Morning finally arrived. I dragged myself out of bed and planned to follow Sandi’s advice—concentrate on house chores and write comments for Pennwriter stories—until Sandi returned on Leap Day evening. Carleen, a young grandma, would be away cheering for her granddaughters at their volleyball game. 


But the phone rang. Kathy, a township supervisor, asked, “How’s it going?”


I told Kathy more than she could absorb about three amounts totaling $2.82 listed incorrectly in the ledger under unemployment compensation and again in federal withholding, which is a match for social security and medicare, not unemployment compensation.


“Wait.” Her practical voice interrupted me. “Did any of this affect what Matthew got paid?”


“No, his check was correct.”


“So the money was just paid by the township?”


“Yes.”


“And the total amount?”


“Five dollars and sixty-four cents.”


“That’s a small amount. If it makes the whole budget balance, leave it in. Just document it well in case we get audited.”


Of course Kathy was right. If the secretary-treasurer had put the money in liabilities, then we should report the transaction. Blunder or not. Duh. 


“Thanks, Kathy.” And I sighed loud enough for Kathy to hear it three miles away without the phone.


When Sandi arrived that evening, I admitted I had talked with Kathy. “But she called me.”

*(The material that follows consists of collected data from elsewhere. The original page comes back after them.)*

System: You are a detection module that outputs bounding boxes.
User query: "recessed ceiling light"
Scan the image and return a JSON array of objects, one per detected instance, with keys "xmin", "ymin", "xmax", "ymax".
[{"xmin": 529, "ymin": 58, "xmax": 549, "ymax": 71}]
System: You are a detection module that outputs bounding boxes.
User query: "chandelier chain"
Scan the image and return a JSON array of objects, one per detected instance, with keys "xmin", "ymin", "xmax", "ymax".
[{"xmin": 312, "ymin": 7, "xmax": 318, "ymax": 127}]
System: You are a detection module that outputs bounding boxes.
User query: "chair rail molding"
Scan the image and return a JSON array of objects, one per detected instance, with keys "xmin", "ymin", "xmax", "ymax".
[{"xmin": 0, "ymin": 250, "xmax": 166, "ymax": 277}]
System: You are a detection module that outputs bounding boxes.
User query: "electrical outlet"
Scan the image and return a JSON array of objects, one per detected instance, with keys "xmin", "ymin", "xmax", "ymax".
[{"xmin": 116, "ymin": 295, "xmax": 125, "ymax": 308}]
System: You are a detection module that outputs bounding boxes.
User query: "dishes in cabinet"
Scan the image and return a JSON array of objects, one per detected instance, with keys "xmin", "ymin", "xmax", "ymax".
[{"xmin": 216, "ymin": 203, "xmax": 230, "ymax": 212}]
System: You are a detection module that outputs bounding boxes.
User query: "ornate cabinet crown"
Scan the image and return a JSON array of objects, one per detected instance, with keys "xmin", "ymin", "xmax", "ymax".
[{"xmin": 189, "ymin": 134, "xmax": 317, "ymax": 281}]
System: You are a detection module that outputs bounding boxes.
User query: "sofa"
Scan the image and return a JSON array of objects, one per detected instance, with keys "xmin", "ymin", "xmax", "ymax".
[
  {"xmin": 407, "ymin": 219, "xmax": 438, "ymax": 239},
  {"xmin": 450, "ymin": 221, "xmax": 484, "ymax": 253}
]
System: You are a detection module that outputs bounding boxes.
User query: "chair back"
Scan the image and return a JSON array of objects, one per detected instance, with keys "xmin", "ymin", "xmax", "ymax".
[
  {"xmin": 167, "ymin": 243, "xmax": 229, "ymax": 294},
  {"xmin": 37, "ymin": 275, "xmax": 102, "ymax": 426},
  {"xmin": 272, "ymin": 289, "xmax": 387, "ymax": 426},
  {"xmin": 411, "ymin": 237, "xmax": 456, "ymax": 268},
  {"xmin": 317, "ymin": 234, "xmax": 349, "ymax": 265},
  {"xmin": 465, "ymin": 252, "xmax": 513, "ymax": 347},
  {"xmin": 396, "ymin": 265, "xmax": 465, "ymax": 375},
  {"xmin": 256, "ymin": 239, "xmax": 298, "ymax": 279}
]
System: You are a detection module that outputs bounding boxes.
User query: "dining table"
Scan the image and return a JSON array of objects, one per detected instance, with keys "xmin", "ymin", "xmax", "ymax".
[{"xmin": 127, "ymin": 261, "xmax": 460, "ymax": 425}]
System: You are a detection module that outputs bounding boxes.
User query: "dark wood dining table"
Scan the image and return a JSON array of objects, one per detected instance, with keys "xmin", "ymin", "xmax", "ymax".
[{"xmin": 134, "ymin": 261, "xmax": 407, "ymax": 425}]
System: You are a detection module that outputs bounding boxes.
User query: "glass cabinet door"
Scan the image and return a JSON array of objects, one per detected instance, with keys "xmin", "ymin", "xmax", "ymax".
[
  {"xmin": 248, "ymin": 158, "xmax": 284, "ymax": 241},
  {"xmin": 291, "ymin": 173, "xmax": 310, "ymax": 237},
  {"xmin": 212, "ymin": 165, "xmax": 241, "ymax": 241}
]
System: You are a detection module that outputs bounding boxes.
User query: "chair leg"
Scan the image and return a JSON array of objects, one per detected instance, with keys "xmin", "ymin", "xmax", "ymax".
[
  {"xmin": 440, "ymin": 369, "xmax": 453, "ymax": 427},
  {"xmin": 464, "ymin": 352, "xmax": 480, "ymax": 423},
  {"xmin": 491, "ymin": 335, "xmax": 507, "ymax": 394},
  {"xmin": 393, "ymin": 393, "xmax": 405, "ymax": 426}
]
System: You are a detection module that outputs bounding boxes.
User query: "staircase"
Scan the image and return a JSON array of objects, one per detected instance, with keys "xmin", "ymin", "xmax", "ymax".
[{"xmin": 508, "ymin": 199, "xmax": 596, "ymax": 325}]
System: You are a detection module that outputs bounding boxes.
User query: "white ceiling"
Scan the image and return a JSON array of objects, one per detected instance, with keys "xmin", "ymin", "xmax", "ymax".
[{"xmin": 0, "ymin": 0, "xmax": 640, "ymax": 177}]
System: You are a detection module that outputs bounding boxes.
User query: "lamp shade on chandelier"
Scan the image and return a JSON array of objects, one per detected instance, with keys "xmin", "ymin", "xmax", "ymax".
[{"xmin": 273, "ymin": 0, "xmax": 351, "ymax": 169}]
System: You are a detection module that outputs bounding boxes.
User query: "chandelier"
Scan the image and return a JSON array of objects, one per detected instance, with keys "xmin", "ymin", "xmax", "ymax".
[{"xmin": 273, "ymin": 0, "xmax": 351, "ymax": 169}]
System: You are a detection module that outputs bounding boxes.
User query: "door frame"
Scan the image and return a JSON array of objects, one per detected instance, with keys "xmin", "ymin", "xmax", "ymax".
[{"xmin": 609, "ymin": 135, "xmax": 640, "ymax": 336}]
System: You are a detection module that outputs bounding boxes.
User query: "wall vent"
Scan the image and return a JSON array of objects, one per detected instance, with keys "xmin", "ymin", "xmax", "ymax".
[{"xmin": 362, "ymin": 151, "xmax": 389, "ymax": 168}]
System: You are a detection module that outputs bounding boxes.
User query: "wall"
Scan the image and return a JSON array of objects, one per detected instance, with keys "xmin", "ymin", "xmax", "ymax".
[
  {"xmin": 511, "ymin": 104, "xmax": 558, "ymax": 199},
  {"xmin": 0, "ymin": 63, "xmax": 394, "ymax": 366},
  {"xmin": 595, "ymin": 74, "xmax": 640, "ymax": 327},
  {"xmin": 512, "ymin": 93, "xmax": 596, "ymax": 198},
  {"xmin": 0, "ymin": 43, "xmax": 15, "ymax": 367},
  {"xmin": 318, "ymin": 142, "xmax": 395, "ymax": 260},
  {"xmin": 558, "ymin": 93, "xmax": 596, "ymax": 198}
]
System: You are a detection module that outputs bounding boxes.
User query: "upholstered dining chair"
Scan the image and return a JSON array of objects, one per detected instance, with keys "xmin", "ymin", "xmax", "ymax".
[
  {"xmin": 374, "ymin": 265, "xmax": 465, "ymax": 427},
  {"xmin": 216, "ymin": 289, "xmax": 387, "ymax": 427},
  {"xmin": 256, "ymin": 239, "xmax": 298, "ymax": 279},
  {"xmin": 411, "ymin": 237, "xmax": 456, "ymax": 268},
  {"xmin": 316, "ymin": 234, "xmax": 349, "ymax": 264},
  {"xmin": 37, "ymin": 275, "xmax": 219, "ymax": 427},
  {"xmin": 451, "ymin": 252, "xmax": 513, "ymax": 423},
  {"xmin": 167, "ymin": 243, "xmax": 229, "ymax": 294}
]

Sandi smirked. We included the liabilities numbers we’d taken out. The general finances balanced. Wiggling eyebrows at each other, we tapped calculator numbers and computed dollars and cents for figures in a five by three row table. Balanced! We redid the fifteen figure table rounded to dollars. 


“It balances!” I texted Carleen at the volleyball game.


“Hip hip hooray!!” binged back.


Sandi and I rounded seven pages of coded expenses. Those figures, rounded up or down, had to match the totals on the table—trickier than it sounds.


After three hours and fifteen minutes of tapping calculator numbers, we succeeded.


Sandi grabbed her coat and hat. “We’re done.” Her yawn ended in a satisfied smile. “I won’t be back for auditing, but I’ll see you next Friday for Fox’s rummage sale.”


Papers scooped tucked away, I collapsed into bed. 


I slept soundly until 2:20 a.m. when I dreamed of an elephant. His wrinkly gray trunk reached over the heads of unseen people, and his “fingersgrasped their hats. Waking, I scribbled the elephant image on the notepad beside my bed. The elephant dream signaled the end of sleepless February. Audit nightmares had terminated and writing suggestions resumed. The elephant also congratulated me for tolerating Naima’s funny-scary chapter and for balancing the township finances with his HATS OFF. 

 
Lenten Rose Planted in Memory of Nancy Musser
Nancy had been French Creek Township’s lead auditor for decades. She was also my mentor and friend. Her rose bloomed the third day of the audit and continued blooming, a reminder her lessons and spirit were with us.